Cost pressures increased slightly in June as average purchase prices and employee costs rose, albeit by marginal rates. Prices charged for goods and services fell for the sixth time in the past eight months, however, and the pace of growth was the second-fastest in a year, as companies reported discounting to increase competitiveness and attract new customers.

Qatari financial services firms reported further growth in total business activity and new business in June. The seasonally adjusted financial services business activity and new business indices rose to 13- and 9-month highs of 61.1 and 59.2, respectively, well above their long-term trend levels since 2017.

Businesses were also increasingly optimistic about the outlook for the next 12 months, with sentiment at its highest since July 2023. Meanwhile, job growth continued for a 15th straight month.

On the price front, average fees charged by financial services firms rose the most since April 2023, following a small increase in May and a discount in the first four months of 2024. Meanwhile, average input prices fell slightly for the third time in four months.

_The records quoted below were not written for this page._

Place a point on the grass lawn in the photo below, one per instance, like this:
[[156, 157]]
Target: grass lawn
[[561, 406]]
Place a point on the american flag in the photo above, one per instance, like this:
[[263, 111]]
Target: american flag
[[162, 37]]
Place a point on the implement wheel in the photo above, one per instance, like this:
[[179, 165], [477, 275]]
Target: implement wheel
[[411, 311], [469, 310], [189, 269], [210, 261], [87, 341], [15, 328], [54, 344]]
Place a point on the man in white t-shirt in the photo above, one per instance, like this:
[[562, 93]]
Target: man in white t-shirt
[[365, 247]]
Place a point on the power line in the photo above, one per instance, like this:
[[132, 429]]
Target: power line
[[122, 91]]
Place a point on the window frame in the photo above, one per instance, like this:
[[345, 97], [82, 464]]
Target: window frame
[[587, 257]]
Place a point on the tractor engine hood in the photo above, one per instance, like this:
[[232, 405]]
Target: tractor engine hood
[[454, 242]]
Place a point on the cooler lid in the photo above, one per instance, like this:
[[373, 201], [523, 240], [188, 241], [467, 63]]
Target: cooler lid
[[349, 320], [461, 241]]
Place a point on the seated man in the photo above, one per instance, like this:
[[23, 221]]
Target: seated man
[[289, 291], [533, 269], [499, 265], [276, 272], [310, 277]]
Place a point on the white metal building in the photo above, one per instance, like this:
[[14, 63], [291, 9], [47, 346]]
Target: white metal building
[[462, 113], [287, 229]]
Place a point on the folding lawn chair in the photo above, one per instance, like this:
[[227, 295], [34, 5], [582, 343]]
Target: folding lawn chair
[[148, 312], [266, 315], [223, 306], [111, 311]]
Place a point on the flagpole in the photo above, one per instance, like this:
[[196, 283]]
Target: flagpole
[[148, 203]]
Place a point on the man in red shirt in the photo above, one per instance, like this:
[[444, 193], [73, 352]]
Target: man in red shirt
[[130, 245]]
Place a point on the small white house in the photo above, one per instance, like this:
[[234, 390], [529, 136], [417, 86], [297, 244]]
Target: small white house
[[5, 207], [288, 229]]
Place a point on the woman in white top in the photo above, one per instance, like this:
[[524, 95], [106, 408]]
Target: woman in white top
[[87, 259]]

QFC Authority CEO Yousuf Mohamed Al Jaida commented: “The Purchasing Managers’ Index (PMI) rose to its highest level in almost two years in June, boosted by faster growth in production and new orders, as well as a renewed rise in inventories, as companies remained optimistic about the outlook for the next 12 months.

Moreover, June’s value of 55.9 was higher than in all pre-pandemic months in the survey’s history except for October 2017 (56.3). Growth has now accelerated five-fold in the first half of 2024 as the non-energy economy rebounded after moderating in the second half of 2023.

“Moreover, the latest results point to a more widespread improvement as manufacturing and construction sectors catch up with services, wholesale and retail.”

“The acceleration in business expansion was not associated with increased price pressure. On the contrary, companies used discounts in June to further increase sales.”

Purchasing Managers’ Index (PMI) surveys are now available for over 40 countries and key regions, including the Eurozone. They are the most closely watched business surveys in the world, favored by central banks, financial markets and business decision makers for their ability to provide timely, accurate and often unique monthly indicators of economic trends.

The Qatar Financial Centre PMI is compiled by S&P Global based on responses to questionnaires sent to purchasing managers in a panel of approximately 450 private sector companies. The panel is stratified by detailed sector and the size of the company’s workforce, based on its contribution to GDP. The sectors covered by the survey include manufacturing, construction, wholesale trade, retail trade and services.